What if a task genuinely needs all three legs, like a research agent that fetches the web and posts results externally?

Leg removal isn't always feasible — a research agent that fetches live web content, holds API keys, and posts to external endpoints has all three legs by design. For unavoidable trifectas, add compensating controls such as output scanning, rate-limiting, and egress anomaly detection. These narrow how much damage an injected instruction can do; they don't eliminate the exploitable surface, so they're a second-best option, not a substitute for removing a leg.

Does read-only egress or tokenized data count as fully removing a leg?
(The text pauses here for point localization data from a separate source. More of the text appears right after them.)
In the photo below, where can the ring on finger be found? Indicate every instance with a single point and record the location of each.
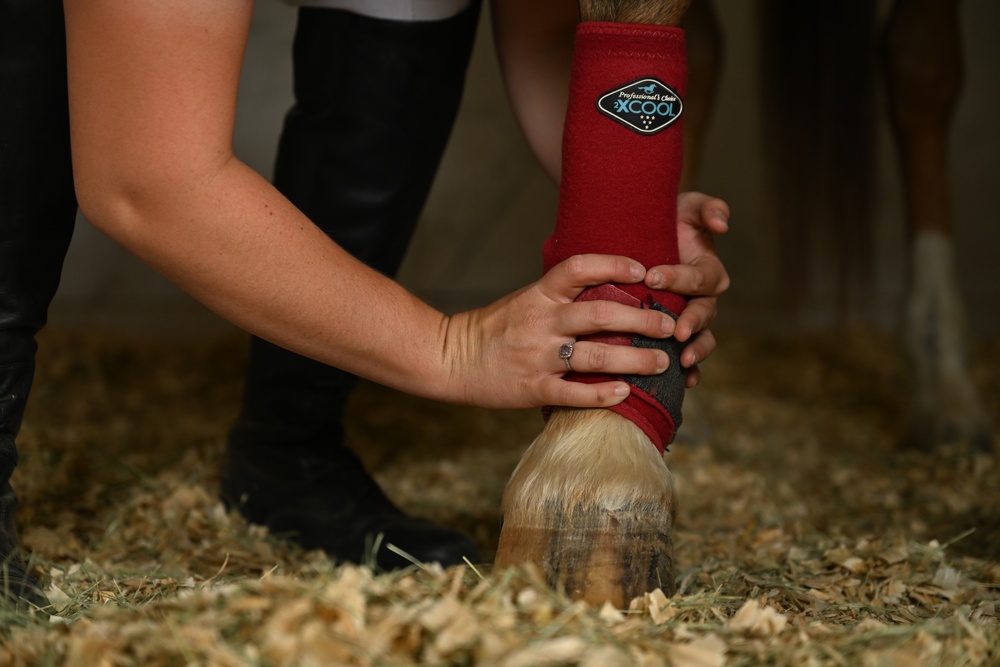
(565, 352)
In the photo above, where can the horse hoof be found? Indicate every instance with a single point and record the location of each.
(592, 505)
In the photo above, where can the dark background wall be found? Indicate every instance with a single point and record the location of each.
(491, 206)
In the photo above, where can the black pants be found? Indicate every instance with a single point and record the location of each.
(375, 104)
(37, 203)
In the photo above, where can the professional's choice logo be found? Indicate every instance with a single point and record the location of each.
(646, 105)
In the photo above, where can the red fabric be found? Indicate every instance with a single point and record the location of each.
(618, 192)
Not necessarily. States like read-only egress or tokenized private data sit between leg-present and leg-absent, so a binary Yes/No audit column can produce false confidence when a leg is only partially removed. Treat a partial mitigation as reducing risk, not eliminating a leg, and re-check whether the remaining exposure still completes an exploitable path before calling the risk closed.

Key Takeaways¶

Risk requires all three legs at once: private data, untrusted input, and external egress. Removing any one closes the exfiltration path.
Remove egress first for coding agents — most tasks need no network, and a default-deny sandbox is a deterministic control the model cannot override.
Audit per execution path, not per agent. A single path with three "Yes" values demands architectural mitigation, not prompt-level defenses.
Leg removal migrates risk rather than erasing it: each removed leg creates a new high-value target (token resolver, sandbox boundary) that must itself be hardened.